O Captain! my Captain! These famous words have been uttered countless times around the globe, becoming nearly commonplace. However, many do not know their origin — Walt Whitman’s beautiful poem published in his book, Leaves of Grass:
As well written as this poem may be, it can only be truly appreciated after understanding its meaning. The poem itself is an elegy, or a somber poem reflecting and lamenting on the dead. In this case, it is an elegy to a Captain who recently passed away. Further, it is celebrating the safe return of their ship to its home port. Whitman starts off by describing the hardships at sea, but contrasts this with the cheers of the people on the mainland — celebrating their return. Unfortunately, he then goes on to reveal that the captain lies on the deck, “fallen cold and dead.” In the following stanza, Whitman begs the captain to rise again and witness this splendid scene of joy, joy induced by their successful return. Further, he states that the captain is loved by the masses: “For you they call, the swaying mass, their eager faces turning.” Yet, this matters not, as the captain remains dead, albeit it all just feels like “some dream.”

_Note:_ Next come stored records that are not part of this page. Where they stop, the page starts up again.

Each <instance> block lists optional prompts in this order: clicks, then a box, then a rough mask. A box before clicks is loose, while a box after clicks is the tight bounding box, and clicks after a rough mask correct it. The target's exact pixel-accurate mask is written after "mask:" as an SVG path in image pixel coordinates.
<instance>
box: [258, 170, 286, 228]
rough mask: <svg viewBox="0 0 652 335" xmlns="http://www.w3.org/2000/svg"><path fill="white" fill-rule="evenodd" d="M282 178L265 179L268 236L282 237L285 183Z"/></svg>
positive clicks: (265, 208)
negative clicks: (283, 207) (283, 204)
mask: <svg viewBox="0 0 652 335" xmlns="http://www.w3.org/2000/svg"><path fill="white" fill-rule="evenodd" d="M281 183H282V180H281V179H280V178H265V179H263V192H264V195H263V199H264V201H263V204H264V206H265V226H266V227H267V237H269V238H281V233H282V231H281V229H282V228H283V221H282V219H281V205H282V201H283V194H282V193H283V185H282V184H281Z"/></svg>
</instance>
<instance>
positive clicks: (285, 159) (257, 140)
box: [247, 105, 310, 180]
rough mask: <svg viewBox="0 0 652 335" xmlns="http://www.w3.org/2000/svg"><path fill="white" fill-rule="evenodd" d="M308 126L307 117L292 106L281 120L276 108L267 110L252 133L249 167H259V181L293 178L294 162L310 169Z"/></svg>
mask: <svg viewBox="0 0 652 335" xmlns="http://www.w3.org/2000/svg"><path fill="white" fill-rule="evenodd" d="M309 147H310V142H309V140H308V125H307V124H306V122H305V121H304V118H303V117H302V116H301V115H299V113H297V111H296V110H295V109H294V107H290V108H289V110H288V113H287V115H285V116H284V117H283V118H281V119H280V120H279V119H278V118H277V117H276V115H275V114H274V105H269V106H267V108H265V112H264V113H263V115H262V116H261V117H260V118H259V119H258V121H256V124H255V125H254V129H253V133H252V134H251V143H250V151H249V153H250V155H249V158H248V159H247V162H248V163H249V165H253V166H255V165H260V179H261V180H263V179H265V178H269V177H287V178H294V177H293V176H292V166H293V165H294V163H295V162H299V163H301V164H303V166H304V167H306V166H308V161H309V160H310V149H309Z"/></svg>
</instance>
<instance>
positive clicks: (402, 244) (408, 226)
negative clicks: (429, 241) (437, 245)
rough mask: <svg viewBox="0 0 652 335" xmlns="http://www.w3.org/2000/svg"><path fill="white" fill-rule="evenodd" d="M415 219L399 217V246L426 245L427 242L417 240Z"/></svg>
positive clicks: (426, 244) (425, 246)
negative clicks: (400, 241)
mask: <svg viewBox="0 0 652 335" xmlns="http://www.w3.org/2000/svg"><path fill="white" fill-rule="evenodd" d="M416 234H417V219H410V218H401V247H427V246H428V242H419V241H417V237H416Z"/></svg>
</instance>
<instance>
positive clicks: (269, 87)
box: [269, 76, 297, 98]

In addition to the aforementioned analysis, many feel that Whitman intended this poem to have a much larger meaning. The poem was written shortly after President Abraham Lincoln’s untimely death, as he was assassinated in a theater by John Wilkes Booth. Thus, it is believed that the captain is a metaphor for Lincoln, who was adored by many. The ship then represents the war-plagued nation, finally freed from the woes of the Civil War. Knowing this, the poem takes on an entirely new, righteous significance. As with many other poets, Whitman’s poetry is best appreciated after an in-depth look.